Parallel zum Comeback-Album „Gone Again“ sind von PATTI SMITH auch die vorausgegangenen fünf Platten aus den Jahren 1975 bis 1988 in neuen CD-Überspielungen wiederveröffentlicht worden. Verpflichtet hatte man dafür dasselbe Sony-Techniker-Team, das kürzlich die Remix/Remaster-Versionen der frühen Byrds-Platten (vgL RS 6/96) mit so fabelhaften Ergebnissen produziert hatte – allerdings ohne daß man den Herrn Irwin und Anesini carte blanche gegeben hätte, die Multitracks neu abzumischen. So zeichnen sich die Neuüberspielungen dort, wo es die Bänder von der Aufnahmequalität her hergeben, zumindest durch ein geringfügig „luftigeres“, weniger „flachiges“ Klangbild als beim 16bit-Prozeß zuvor aus. Insbesondere das Debüt „Horses“ (Arista 18827 2, 5,0 ) war allerdings auch schon im ersten CD-Transfer dem originalen US-Vinyl-Umschnitt in puncto Klangqualität deutlich überlegen gewesen. Im Fall des nahezu genauso herausragenden „Easter“ (18826 2, 4,5 ) wiederum sind die Unterschiede zur Electrola-Pressung bestenfalls marginal. Was die sieben aus dem Archiv unters Laserlicht beförderten Bonus-Tracks betrifft, so dürften die beiden Balladen, mit denen „Dream Of Life“ (18828 2, 3,5) endet, und der fulminante Live-Mitschnitt des Who-Klassikers „My Generation“ die bemerkenswertesten sein. Jedenfalls wird letzterer dem Geist der Vorlage zweifellos mehr gerecht als die etwas fade Cover-Version von „So You Want To Be A Rock ’n’Roll Star“ auf dem „Ware“-Album von 1979 (18829 2, 3,0 ). In dieser Interpretation wurde die Townshend-Hymne definitiv zum Punk-Rock-Evergreen umfunktioniert. Im wesentlichen original übernommen wurde die Cover-Art der LP-Vorlagen; linernotes für nachgeborene Fans hielt man leider offenbar für überflüssig.
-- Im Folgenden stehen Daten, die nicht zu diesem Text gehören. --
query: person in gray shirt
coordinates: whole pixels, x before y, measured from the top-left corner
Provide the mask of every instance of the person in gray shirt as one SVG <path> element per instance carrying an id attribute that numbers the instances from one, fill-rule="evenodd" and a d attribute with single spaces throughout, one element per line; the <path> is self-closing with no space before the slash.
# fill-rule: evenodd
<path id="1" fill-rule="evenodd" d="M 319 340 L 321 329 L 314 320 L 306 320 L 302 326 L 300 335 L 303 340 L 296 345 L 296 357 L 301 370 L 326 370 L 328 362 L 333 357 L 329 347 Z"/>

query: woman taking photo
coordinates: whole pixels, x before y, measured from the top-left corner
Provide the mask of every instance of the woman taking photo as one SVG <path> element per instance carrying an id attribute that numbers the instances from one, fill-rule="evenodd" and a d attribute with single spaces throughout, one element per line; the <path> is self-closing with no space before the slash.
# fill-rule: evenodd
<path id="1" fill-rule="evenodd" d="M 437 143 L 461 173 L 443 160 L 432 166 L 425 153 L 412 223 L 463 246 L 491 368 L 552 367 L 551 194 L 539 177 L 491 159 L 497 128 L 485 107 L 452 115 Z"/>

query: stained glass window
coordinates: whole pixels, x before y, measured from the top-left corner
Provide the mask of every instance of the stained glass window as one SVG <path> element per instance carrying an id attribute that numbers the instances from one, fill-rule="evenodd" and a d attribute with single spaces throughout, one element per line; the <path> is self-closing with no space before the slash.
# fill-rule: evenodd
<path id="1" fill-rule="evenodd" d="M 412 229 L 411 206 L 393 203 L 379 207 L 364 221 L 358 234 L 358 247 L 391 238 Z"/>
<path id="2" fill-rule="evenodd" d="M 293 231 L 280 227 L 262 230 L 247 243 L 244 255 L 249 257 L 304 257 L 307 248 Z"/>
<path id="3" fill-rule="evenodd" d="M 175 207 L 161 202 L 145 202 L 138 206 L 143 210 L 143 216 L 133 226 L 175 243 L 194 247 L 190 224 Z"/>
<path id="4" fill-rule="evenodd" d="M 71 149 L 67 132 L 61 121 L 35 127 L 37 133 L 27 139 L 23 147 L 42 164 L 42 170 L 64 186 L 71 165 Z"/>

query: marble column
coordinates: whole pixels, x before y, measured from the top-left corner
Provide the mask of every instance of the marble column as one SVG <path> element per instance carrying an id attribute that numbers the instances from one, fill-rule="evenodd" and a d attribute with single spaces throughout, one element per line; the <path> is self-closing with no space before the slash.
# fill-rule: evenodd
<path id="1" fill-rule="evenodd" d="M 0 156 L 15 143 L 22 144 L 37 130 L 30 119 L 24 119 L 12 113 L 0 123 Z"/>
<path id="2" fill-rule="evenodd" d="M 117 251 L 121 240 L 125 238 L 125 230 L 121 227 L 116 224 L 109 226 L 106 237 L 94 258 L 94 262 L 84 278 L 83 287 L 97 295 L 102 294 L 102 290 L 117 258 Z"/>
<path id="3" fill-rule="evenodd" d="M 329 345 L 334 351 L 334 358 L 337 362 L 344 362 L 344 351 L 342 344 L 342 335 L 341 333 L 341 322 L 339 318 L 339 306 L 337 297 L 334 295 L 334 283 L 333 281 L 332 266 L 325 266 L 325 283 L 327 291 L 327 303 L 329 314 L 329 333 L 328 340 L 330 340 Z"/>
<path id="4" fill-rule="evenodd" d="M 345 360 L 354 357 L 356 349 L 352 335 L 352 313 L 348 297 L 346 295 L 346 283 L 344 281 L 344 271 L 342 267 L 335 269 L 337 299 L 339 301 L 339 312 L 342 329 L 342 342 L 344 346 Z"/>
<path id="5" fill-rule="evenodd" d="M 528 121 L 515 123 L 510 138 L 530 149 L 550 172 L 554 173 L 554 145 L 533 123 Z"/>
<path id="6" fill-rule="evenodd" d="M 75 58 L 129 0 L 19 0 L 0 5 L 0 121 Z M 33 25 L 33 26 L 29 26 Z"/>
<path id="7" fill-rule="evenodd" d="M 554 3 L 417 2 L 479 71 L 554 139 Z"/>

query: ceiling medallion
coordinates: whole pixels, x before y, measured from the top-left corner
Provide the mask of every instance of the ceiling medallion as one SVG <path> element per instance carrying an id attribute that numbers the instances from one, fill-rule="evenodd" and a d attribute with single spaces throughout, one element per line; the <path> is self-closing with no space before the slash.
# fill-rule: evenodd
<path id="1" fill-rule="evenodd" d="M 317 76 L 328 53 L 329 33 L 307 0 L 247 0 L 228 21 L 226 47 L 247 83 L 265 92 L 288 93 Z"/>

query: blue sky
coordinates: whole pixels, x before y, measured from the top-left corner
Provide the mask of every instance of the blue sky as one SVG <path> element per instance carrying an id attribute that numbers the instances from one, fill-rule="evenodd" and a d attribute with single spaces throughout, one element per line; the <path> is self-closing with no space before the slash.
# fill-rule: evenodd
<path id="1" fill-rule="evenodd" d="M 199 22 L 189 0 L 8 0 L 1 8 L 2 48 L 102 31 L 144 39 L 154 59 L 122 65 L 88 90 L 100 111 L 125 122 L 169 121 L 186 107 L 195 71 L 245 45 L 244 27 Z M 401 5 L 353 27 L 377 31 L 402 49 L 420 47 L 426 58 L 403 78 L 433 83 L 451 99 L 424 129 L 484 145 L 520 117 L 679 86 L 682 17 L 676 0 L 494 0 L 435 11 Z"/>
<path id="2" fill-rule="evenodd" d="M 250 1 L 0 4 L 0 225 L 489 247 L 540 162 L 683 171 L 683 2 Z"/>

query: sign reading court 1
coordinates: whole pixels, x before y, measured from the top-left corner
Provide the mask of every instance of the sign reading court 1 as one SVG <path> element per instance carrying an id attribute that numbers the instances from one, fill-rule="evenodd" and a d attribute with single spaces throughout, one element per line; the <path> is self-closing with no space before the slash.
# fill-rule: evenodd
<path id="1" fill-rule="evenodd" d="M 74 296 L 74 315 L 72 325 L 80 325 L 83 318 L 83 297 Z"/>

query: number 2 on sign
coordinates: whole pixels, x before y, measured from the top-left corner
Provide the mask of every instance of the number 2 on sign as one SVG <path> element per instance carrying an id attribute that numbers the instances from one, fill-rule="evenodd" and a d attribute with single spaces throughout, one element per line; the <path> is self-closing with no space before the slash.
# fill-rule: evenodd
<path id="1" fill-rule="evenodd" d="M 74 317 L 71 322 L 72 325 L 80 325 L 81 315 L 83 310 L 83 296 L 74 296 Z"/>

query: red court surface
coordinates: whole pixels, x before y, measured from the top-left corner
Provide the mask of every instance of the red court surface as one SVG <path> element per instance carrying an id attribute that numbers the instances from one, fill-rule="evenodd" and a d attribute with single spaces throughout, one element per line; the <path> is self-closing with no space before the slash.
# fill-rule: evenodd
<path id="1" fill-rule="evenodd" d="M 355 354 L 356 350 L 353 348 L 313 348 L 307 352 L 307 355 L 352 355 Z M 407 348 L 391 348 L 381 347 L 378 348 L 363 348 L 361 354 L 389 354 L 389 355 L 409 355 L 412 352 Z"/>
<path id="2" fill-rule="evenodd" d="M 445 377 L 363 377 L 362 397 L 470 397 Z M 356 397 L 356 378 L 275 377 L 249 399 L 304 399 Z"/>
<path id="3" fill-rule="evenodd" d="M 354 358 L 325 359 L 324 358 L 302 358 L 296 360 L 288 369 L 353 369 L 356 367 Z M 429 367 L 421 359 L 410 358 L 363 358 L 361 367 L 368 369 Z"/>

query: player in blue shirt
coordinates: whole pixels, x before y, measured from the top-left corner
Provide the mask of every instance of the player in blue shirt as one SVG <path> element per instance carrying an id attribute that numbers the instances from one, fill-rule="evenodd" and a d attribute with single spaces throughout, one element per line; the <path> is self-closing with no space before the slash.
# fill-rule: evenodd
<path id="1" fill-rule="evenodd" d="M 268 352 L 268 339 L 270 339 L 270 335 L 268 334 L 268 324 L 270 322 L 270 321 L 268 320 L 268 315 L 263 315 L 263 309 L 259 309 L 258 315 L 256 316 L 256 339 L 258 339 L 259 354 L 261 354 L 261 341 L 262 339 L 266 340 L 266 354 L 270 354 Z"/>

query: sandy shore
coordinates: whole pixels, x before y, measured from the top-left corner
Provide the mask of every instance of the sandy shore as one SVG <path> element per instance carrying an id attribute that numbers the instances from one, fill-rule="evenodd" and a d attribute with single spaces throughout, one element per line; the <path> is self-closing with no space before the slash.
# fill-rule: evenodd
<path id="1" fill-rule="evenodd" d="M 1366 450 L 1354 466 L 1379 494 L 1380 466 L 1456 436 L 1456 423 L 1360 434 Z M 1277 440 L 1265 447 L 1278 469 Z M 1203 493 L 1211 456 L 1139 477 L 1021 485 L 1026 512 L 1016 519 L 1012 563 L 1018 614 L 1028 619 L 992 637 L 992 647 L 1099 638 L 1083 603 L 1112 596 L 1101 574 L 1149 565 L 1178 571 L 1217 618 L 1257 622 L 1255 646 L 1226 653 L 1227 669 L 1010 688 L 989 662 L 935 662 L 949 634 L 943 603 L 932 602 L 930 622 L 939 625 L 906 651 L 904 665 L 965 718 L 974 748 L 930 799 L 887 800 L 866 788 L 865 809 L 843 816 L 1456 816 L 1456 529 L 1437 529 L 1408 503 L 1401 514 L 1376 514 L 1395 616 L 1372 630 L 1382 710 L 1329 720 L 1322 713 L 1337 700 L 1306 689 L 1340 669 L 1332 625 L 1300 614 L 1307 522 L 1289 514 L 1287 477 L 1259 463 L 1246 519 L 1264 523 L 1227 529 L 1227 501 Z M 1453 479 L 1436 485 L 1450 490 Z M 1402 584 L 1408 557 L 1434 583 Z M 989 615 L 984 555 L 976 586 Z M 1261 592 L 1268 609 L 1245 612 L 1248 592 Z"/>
Die findet man – knapp, aber immerhin – auf den klangtechnisch generalüberholten CD-Neuauflagen sämtlicher DIRE STRAITS-Platten – mit Ausnahme der „Twisting By The Pool“-EP. Die kann man ohne Übertreibung als eine klangliche Offenbarung der höchst erfreulichen Art preisen! Mastering-As Bob Ludwig überspielte die mit größter Sorgfalt in Sony SBM II Prozeß von den Ur-Bändern so vorzüglich, daß sich die ersten CD-Ausgaben zumal der frühen Dire Straits-Produktionen dagegen teilweise wie stümperhafter Pfusch ausnehmen. Ausnahmslos alle LPs von „Dire Straits“ (Vertigo 800 051-2, 4,5) waren nämlich beim Premastering für CD teilweise völlig idiotisch „beschnitten“ worden. Sieben der neun Aufnahmen auf „Communique“ beispielsweise (800 052-2, 3,0) waren um drei bis zehn Sekunden früher ausgeblendet, vier der sieben Songs von „Making Mories“ (800 050-2, 3,5 ) sogar um 6 bis 22 Sekunden willkürlich gekürzt worden. Die von Ludwig in ursprünglicher LP-Länge restaurierten CD-Remaster dürften allenfalls überzeugte Analog-Freaks verstimmen. Denn jetzt klingt „Love Over Gold“ auf CD erstmals mindestens so phänomenal wie auf dem Vinyl-Umschnitt desselben Robert Ludwig von 1982. Und „Brothers In Arms“ (824 499-2, 4,5) gar noch ein Quentchen besser… (Übrigens: Remaster an Sticker erkennbar!)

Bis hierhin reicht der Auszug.